Gün batımını izlemek için verandadaki rahat koltuğa oturdu ve büyüleyici manzaraya daldı. O sırada, yanında oturan kuzeni Alex, "Biliyor musun Celine, burası her yıl biraz daha güzelleşiyor," dedi. Celine gülümsedi, burası onun için her zaman huzurlu bir sığınaktı.

Celine, yanında getirdiği şalı omuzlarına alarak üstünü örtüp manzara karşısında biraz daha kalmak istedi. Ailenin diğer üyeleri de yavaş yavaş verandaya toplanıyordu ve herkes eski hatıralardan konuşmaya başlamıştı bile.

"Hatırlıyor musunuz, geçen sene hep beraber yıldızları izlemiştik," diye ekledi amcası Sam. Gençlerin yüzlerinde birer tebessüm belirdi; bu geceyi tekrar yaşamak için heyecanlanmışlardı.

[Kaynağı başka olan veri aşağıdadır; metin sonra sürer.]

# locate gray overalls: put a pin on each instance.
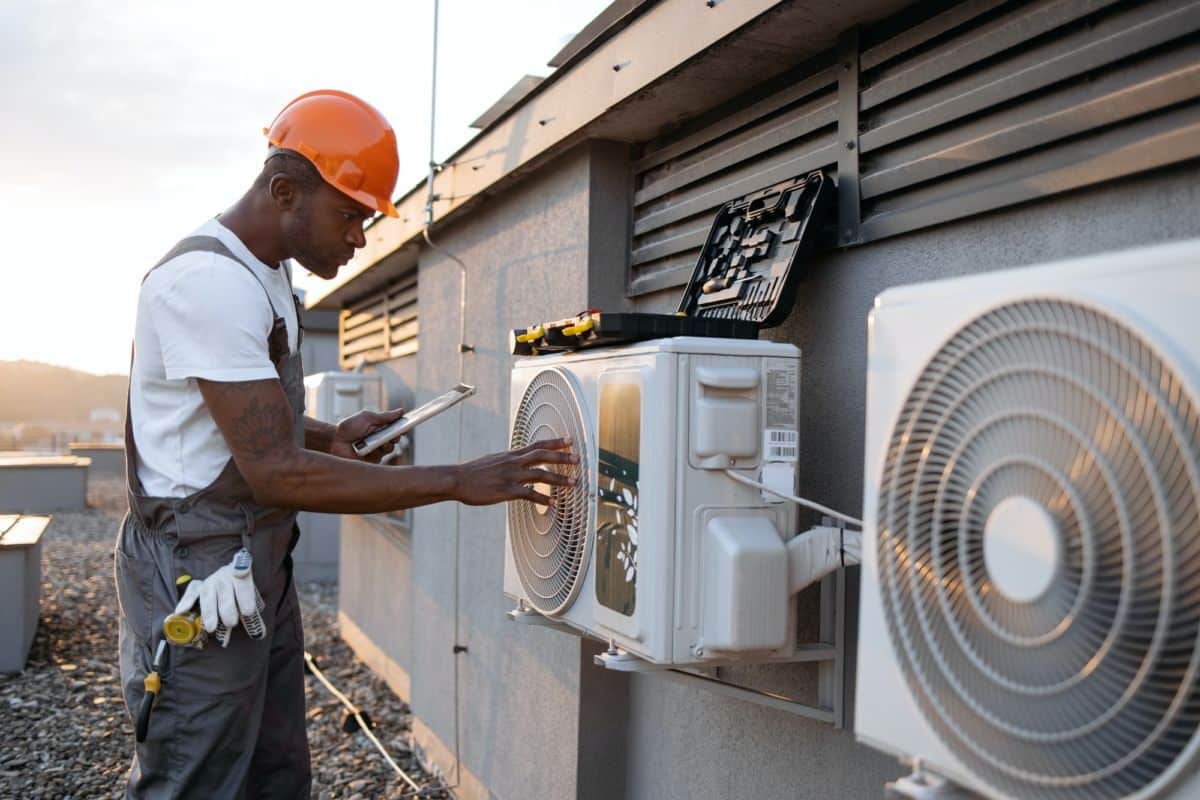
(228, 722)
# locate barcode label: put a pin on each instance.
(781, 445)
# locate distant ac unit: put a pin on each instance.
(1030, 612)
(657, 549)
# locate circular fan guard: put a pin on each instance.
(1090, 689)
(551, 547)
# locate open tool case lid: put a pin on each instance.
(745, 277)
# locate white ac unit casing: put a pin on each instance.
(657, 549)
(1031, 567)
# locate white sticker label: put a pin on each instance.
(781, 445)
(783, 394)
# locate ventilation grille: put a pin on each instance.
(381, 326)
(551, 547)
(1089, 690)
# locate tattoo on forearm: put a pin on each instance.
(261, 429)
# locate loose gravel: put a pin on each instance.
(66, 733)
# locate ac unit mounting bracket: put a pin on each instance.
(522, 615)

Gece ilerledikçe, verandadaki sohbet, yerini sakin bir sessizliğe bıraktı. Celine doğanın sesleri arasında, sevdiği insanlarla birlikte olmanın dinginliğiyle huzur buldu. Yıldızlar gökyüzünde parladı, rüzgar ise tatlı bir ninni gibi esmeye devam etti.